From School Library Journal
Grade 4-7?A novel set on Mackinac Island, Michigan, during the War of 1812. Mary, 12, recounts her family's plight as her father leaves his motherless children tending the farm while he joins the American forces in Detroit fighting the British. Jacques, 15, struggles to keep his promise to take care of the farm and his two sisters when the temptation to join the army or the fur trading business prevails. Sixteen-year-old Angelique's flirtations with the British soldiers during the occupation of their island home infuriates both her brother and sister. Despite these distractions, the young people still manage to maintain a productive farm for the three-year period of the war. Whelan weaves the Indian and American culture together through a complex secondary character, Gavin, an Indian boy raised by Mary's neighbors, who is forced to come to terms with his heritage as he makes the crucial decision to leave his Anglo parents and way of life and rejoin his tribe. Well-rounded fiction that incorporates a little romance, adventure, drama, and history of an American period that is not as commonly used for background.?Rita Soltan, Baldwin Public Library, Birmingham, MI
Copyright 1995 Reed Business Information, Inc.
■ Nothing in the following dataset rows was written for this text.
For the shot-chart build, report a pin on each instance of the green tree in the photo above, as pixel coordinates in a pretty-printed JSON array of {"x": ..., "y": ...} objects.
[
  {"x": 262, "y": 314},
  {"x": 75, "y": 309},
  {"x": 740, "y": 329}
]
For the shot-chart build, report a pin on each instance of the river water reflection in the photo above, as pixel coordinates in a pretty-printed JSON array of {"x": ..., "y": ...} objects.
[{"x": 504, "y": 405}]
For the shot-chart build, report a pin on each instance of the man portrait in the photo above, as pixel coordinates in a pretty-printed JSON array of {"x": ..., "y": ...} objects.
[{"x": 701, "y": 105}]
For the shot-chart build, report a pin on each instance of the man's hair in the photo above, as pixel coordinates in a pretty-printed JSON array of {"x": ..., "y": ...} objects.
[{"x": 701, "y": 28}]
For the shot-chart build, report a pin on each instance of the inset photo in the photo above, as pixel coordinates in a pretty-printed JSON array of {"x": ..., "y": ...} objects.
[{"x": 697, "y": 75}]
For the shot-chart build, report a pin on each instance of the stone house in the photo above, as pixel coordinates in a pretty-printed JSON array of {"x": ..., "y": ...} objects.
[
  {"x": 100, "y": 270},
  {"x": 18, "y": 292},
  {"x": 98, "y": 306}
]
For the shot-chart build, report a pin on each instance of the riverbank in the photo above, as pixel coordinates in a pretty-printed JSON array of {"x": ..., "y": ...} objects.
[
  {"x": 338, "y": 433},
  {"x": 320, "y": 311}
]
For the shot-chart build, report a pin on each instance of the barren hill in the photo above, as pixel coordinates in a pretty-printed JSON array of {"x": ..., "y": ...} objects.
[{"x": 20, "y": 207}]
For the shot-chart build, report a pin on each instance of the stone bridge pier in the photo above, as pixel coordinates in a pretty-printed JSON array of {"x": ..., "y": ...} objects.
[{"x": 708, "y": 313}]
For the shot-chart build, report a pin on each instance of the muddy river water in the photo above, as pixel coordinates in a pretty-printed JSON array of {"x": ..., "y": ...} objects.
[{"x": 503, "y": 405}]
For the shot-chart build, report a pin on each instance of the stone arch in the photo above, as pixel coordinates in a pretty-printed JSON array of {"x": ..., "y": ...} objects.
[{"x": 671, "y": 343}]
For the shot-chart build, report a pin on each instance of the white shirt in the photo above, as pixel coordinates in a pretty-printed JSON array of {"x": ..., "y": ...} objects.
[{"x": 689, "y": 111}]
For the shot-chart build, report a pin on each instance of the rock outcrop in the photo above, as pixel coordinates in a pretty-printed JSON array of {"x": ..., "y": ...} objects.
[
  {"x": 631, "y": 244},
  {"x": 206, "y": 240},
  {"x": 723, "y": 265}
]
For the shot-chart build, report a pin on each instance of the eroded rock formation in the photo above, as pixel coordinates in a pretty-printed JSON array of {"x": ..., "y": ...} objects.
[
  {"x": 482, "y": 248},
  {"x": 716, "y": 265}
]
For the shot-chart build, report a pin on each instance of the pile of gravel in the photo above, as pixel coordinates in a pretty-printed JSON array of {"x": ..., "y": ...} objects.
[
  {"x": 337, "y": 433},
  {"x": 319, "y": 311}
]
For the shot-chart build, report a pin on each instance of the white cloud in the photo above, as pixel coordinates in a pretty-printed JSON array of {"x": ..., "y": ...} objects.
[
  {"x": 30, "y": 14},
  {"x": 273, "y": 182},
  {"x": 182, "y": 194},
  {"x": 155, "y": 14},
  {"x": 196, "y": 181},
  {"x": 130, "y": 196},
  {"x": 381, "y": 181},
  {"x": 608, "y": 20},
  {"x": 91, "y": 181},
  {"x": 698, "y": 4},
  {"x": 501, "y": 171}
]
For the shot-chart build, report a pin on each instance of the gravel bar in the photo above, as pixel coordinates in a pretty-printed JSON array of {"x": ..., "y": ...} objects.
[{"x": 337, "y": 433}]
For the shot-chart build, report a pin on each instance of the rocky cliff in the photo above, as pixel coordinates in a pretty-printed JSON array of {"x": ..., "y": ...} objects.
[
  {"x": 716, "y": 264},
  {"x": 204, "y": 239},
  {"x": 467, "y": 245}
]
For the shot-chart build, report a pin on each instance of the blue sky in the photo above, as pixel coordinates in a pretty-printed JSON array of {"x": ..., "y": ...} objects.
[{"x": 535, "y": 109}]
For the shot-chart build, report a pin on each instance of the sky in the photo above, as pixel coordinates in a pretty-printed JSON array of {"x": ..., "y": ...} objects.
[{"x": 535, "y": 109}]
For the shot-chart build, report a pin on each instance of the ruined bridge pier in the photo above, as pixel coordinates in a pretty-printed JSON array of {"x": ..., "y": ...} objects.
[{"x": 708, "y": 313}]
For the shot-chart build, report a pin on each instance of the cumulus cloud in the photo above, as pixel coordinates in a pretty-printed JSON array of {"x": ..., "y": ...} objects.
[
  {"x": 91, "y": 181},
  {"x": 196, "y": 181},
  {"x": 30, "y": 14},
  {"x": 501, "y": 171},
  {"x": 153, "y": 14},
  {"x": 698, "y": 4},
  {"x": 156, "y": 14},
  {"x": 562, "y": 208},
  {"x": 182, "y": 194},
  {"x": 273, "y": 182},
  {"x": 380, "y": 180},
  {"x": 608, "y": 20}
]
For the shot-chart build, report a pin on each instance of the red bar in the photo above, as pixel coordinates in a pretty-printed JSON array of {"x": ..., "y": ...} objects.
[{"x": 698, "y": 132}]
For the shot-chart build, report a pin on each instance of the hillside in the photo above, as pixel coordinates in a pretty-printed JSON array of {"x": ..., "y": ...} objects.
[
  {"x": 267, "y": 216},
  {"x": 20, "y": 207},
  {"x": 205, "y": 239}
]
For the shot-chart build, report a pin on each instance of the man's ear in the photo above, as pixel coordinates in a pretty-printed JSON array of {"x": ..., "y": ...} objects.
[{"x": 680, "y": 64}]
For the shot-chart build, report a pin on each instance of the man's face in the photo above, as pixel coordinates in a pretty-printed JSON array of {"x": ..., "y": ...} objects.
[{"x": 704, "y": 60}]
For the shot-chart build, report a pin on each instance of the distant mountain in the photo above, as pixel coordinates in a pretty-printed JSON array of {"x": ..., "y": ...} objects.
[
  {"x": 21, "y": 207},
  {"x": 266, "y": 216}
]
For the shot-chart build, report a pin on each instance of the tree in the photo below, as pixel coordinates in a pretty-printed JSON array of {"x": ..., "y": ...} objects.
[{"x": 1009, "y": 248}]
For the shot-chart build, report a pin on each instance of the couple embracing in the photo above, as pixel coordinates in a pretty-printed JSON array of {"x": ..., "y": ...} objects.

Gr. 4^-7. Twelve-year-old Mary and her older brother and sister must tend the family farm on Mackinac Island when their father leaves to fight the British. Through Mary's narration, the everyday details of life in 1812 intertwine with larger events, as the fort is taken by the British, her sister flirts with an English lieutenant, and their friend Gavin returns to his Ottawa tribe to ransom his adoptive parents. Mary's resourcefulness and humor add liveliness to the solid historical facts, and her encounters with a wolf, some potential cow thieves, and the British at Fort Michilimackniac are all memorable. Mary's point of view occasionally becomes omniscient, and the ending of the story is a bit tidy, but Whelan's smooth writing, vivid characters, and strong sense of place make this a good choice for libraries and a treasure for ones in the Great Lakes area.